Carbon Sequestration by Agricultural Soil (PRB 00-38E)

According to the greenhouse effect theory, the discharge into the atmosphere of large quantities of carbon dioxide (CO₂)and, equally important, other trace gases will eventually warm the planet. The Earth’s climate has always been evolving, yet many climatologists, scientific researchers and environmental lobby groups believe that increasing concentrations of the gases that produce the greenhouse effect in the atmosphere will lead to temperature increases big enough to bring about major climatic changes.(1) According to the draft of the third report by Working Group 1 of the Intergovernmental Panel on Climate Change (IPCC) sponsored by the United Nations, increasing concentrations of man-made greenhouse gases have contributed significantly to global warming over the past 50 years.(2)
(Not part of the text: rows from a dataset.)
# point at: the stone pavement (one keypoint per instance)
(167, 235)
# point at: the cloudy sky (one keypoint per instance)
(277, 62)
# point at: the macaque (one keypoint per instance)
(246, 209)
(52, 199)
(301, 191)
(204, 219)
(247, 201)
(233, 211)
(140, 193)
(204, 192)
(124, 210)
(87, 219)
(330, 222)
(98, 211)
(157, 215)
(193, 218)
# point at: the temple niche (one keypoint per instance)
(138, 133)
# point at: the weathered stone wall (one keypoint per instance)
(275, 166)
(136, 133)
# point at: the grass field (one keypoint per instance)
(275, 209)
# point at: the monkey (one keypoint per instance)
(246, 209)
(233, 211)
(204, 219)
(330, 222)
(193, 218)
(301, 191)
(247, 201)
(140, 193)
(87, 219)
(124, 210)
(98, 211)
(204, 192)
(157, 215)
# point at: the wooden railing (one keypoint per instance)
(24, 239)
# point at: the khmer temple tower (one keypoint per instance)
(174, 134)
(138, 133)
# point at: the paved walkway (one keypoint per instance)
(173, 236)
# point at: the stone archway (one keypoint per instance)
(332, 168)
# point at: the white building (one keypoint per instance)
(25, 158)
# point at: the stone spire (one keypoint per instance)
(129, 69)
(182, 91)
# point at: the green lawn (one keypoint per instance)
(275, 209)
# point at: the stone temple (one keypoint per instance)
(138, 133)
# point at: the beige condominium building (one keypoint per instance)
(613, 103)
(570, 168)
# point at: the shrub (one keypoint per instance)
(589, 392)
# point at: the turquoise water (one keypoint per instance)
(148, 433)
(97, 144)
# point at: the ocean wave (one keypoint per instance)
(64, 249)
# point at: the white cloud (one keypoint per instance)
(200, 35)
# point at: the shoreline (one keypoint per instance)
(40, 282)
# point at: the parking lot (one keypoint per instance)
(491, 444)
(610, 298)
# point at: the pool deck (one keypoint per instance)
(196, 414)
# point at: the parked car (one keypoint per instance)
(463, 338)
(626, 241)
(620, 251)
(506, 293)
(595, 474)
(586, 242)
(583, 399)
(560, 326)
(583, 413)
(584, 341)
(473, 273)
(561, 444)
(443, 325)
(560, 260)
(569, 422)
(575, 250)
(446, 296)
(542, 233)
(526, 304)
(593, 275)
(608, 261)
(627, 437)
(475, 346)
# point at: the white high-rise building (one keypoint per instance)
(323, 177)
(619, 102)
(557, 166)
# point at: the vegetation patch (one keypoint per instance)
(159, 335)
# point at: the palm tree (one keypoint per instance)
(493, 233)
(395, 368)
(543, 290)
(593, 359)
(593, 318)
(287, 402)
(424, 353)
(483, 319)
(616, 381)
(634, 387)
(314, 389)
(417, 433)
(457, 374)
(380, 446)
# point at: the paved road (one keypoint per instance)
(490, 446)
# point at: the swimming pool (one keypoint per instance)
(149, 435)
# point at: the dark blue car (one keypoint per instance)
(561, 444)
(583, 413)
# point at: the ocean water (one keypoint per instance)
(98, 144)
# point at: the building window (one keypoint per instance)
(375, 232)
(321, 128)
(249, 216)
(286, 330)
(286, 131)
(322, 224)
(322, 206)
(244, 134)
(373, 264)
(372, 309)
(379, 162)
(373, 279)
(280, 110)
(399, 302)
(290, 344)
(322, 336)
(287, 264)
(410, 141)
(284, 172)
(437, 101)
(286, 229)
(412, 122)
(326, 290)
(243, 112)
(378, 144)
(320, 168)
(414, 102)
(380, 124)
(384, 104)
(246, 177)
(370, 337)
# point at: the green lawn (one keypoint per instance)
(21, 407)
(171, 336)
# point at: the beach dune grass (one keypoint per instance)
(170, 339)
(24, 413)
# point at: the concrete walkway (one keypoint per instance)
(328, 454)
Climate change presents adaptation challenges for Canadian agriculture that are expected to become more apparent over time. For example, the sector may have to deal with increased weather variability and higher risks of droughts, flooding and new insect infestations. Opportunities may also arise from climate change, notably a northward extension of crop lands and grazing zones.(3)

The international community has repeatedly undertaken to reduce greenhouse gas emissions in order to slow the process of climate change. In 1997, after the Kyoto Protocol was negotiated, Canada undertook to reduce its emissions by 6% relative to 1990 levels. In 1997, agriculture accounted for 9% of greenhouse gas emissions in Canada, or 61.4 million tonnes, primarily carbon dioxide (CO₂), nitrous oxide and methane.(4)
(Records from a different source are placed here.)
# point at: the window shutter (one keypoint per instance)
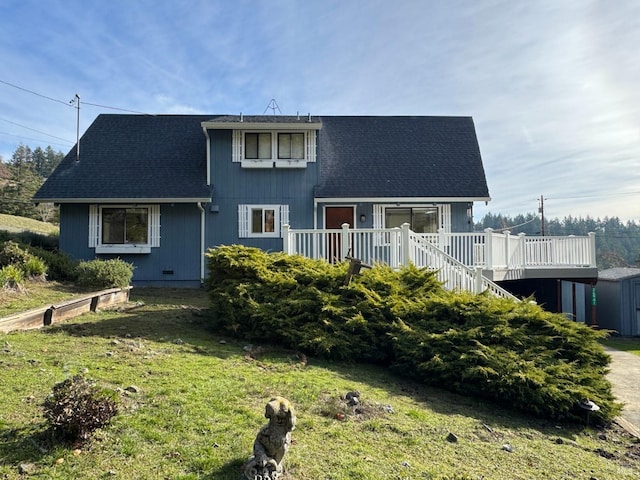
(243, 221)
(378, 218)
(236, 146)
(445, 218)
(154, 223)
(284, 216)
(93, 226)
(311, 146)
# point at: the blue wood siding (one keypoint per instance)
(175, 262)
(74, 231)
(234, 185)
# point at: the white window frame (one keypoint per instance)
(95, 230)
(281, 217)
(238, 150)
(379, 215)
(444, 214)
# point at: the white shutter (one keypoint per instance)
(236, 146)
(94, 221)
(243, 221)
(445, 218)
(284, 216)
(154, 224)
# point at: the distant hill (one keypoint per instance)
(617, 242)
(11, 223)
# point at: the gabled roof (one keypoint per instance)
(162, 158)
(134, 157)
(400, 156)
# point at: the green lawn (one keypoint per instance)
(12, 223)
(626, 344)
(201, 401)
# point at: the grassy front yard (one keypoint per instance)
(201, 398)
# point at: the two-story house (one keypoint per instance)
(158, 191)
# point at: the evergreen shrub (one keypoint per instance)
(60, 267)
(11, 276)
(513, 353)
(12, 253)
(35, 267)
(113, 273)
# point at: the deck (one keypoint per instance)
(469, 261)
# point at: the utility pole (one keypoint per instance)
(76, 100)
(541, 210)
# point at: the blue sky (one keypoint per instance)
(553, 86)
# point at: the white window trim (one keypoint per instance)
(281, 213)
(444, 214)
(95, 231)
(237, 150)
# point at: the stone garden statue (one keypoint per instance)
(272, 442)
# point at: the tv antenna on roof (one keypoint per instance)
(273, 105)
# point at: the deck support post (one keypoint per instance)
(285, 239)
(478, 280)
(344, 242)
(592, 248)
(404, 243)
(488, 245)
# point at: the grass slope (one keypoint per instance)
(201, 401)
(11, 223)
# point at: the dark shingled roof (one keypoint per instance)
(373, 157)
(134, 156)
(163, 157)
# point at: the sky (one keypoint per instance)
(553, 86)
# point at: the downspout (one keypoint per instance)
(202, 231)
(206, 134)
(200, 207)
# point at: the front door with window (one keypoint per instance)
(335, 217)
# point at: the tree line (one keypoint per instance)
(617, 242)
(22, 176)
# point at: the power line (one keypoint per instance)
(37, 139)
(115, 108)
(35, 93)
(34, 130)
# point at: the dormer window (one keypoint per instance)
(269, 149)
(257, 146)
(291, 146)
(266, 141)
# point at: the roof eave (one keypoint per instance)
(262, 125)
(403, 199)
(122, 200)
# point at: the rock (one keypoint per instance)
(351, 395)
(388, 409)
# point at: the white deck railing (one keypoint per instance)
(459, 258)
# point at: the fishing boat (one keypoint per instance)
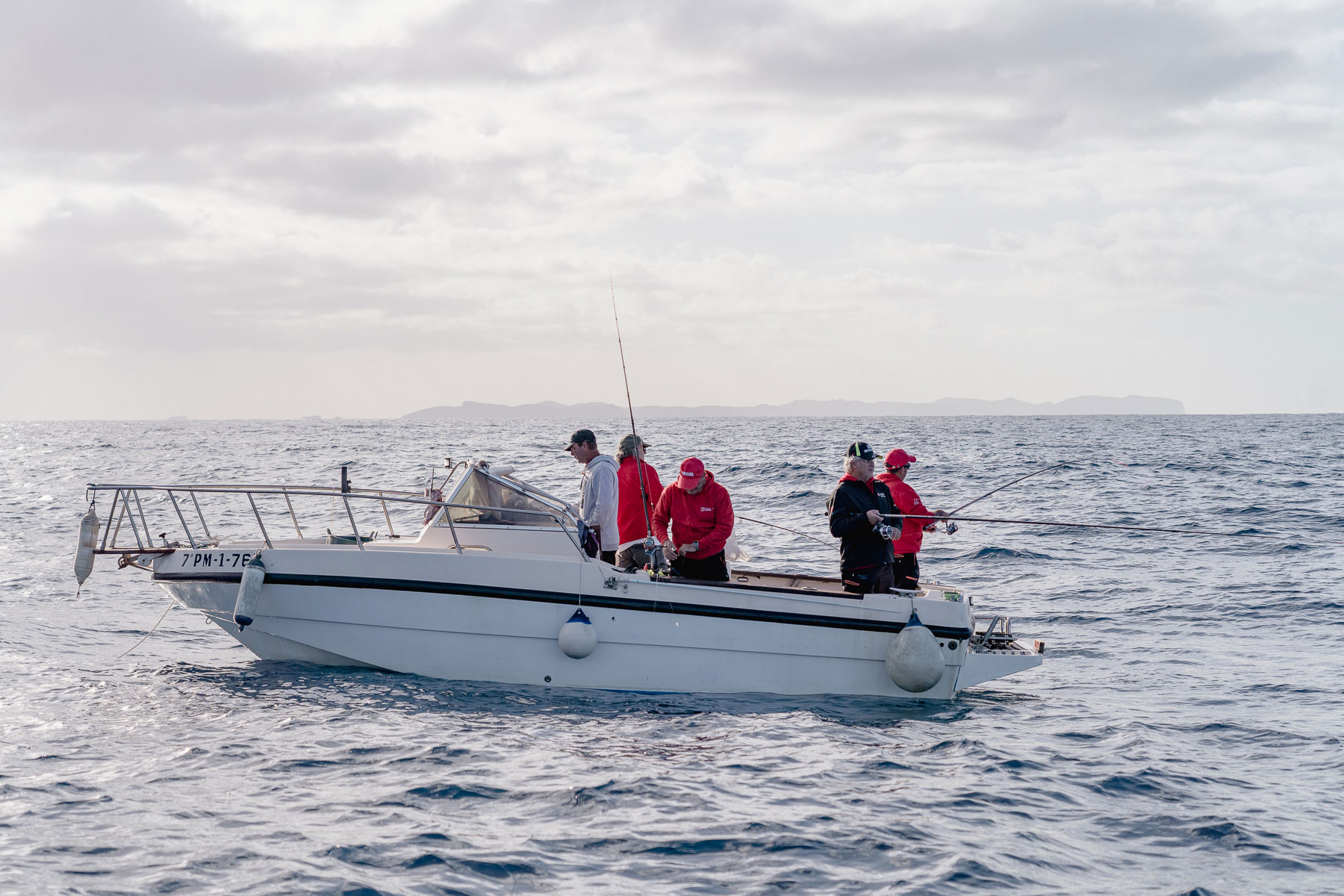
(492, 585)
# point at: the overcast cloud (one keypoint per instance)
(363, 208)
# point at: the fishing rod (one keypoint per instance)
(1100, 526)
(830, 544)
(1007, 484)
(650, 544)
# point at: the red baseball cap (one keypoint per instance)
(897, 458)
(692, 469)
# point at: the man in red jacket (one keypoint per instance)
(633, 514)
(906, 546)
(702, 520)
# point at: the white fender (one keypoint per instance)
(914, 660)
(578, 635)
(87, 541)
(249, 590)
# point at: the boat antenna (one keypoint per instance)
(650, 544)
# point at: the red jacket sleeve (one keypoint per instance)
(718, 536)
(662, 514)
This document focuses on the role of agricultural soil in CO₂ emissions. The first part describes the process of soil carbon sequestration and how that process can help reduce agricultural CO₂ emissions. The second part looks at ways the agriculture industry can create “carbon sinks.”
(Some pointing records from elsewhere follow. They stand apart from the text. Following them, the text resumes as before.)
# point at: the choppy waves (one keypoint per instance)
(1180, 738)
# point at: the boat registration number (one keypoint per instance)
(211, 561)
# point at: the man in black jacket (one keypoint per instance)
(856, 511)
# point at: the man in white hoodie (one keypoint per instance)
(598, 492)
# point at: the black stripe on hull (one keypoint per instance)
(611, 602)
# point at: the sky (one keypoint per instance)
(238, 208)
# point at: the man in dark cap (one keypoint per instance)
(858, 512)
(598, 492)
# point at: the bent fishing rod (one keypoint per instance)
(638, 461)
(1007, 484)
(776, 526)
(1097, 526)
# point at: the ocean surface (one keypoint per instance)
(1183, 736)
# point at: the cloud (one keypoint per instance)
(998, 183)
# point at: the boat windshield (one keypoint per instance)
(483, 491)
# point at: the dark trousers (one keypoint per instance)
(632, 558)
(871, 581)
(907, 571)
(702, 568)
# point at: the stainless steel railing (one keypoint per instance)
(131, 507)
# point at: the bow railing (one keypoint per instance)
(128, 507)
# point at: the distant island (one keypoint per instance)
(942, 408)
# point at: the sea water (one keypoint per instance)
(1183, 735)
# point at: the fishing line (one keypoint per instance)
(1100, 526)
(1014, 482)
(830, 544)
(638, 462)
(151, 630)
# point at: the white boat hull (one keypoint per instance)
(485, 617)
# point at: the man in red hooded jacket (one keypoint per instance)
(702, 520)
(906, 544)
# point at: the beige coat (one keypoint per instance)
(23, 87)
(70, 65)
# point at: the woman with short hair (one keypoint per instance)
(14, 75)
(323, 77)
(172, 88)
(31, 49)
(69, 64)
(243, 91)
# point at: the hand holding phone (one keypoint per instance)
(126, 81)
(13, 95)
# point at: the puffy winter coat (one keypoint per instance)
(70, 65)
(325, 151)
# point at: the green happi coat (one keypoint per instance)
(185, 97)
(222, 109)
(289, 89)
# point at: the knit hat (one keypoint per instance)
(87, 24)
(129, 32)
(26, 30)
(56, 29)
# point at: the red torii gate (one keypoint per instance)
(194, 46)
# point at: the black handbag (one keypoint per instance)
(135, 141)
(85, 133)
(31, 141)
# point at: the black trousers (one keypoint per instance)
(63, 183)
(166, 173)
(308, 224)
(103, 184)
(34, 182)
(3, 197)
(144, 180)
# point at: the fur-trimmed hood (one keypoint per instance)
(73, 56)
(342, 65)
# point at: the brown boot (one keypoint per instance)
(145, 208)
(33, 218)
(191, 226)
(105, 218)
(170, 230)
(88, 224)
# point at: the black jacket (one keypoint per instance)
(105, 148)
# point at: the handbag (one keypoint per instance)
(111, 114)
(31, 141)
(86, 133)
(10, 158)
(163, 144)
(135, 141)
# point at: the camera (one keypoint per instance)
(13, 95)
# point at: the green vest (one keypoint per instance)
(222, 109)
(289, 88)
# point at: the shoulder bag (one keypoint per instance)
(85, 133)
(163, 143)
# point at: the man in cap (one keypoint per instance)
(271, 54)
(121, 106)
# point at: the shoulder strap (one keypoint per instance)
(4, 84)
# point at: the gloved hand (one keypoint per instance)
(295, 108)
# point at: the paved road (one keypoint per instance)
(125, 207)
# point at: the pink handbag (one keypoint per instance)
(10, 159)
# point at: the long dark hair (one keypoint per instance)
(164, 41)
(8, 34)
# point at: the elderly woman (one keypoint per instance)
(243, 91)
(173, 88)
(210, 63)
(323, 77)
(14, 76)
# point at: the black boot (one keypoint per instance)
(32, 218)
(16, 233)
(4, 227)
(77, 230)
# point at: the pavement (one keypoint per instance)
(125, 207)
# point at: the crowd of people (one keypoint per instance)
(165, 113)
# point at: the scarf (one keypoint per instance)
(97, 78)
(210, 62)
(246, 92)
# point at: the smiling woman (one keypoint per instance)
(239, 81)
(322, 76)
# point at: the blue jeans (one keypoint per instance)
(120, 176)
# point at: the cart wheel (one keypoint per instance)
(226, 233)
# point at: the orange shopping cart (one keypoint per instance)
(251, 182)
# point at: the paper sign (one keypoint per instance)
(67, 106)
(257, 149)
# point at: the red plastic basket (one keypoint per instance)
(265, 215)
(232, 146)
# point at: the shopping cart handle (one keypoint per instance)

In agriculture, there are three main sources of carbon dioxide emissions: changes that affect soil carbon reserves; CO₂ released through the use of fossil fuels on farms; and indirect emissions related to the use of fossil fuels to produce pesticides, fertilizers, etc. The following table shows estimated CO₂ emissions from various sources in the Canadian agricultural industry.

	1981	1986	1991	1996
	(millions of tonnes of CO₂)
Soils	7.7	7.3	5.1	1.8
Fuels used on farms	9.5	7.7	8.1	9.5
Indirect emissions(5)	13.7	14.7	14.6	16.3
Total emissions attributable to agriculture	30.9	29.7	27.8	27.6

Source: R.L. Desjardins in The Health of Our Air: toward sustainable agriculture in Canada, Agriculture and Agri-Food Canada, Research Branch, 1998.

According to the data in Table 1, CO₂emissions from agricultural soil decreased from 7.7 million tonnes in 1981 to 1.8 million tonnes in 1996; they are believed to be virtually zero today.(6) The reasons for this trend are stated in the following sections.

To understand CO₂ emissions from soil, it is important to have some idea of the carbon cycle in farm systems. Generally, CO₂ in the atmosphere is absorbed by plants, which transform it into carbohydrates, cellulose and other sugars. Each plant uses some of the carbon compounds to meet its energy needs and converts them back into CO₂. Some of the carbon remaining in the plant is then removed from the system when the plant is harvested; the rest ends up in the ground and is transformed into CO₂ again by microbes in the soil. This cycle is identical in all crop systems, but the quantities of CO₂ involved vary depending on climate, soil and type of plant. The cycle is slightly more complex on farms where animals are raised because instead of being removed from the system, a considerable proportion of the plant matter is used as bedding or feed. Some of that carbon is released by the animals in the form of CO₂, some is removed in the form of animal products (meat, for example), and a significant quantity is returned to the ground in the form of manure.

On land that has undergone few changes over the years (a natural prairie, for example, or land that has been farmed the same way for many decades), there is a balance between the carbon captured by the plants and the carbon returned to the atmosphere; as a result, the quantities of carbon stored in the soil do not change.(7) However, a change in land management disrupts the carbon cycle. For example, when forests and natural prairies are cleared for farming, a large quantity of the original organic matter is transformed into CO₂ and released into the atmosphere. When the land is then used for crops for several decades, the quantities stored in the soil become stable once again. However, when farming practices are changed to increase the organic carbon content of the soil, the reverse occurs: the soil captures more CO₂ than it emits, which means that CO₂ is removed from the atmosphere and stored in the soil. This process is called carbon sequestration: the term “soil sink” is used to mean agricultural soil that accumulates carbon.(8) Figure 1 illustrates the changes that occur at various times in carbon reserves in agricultural soil.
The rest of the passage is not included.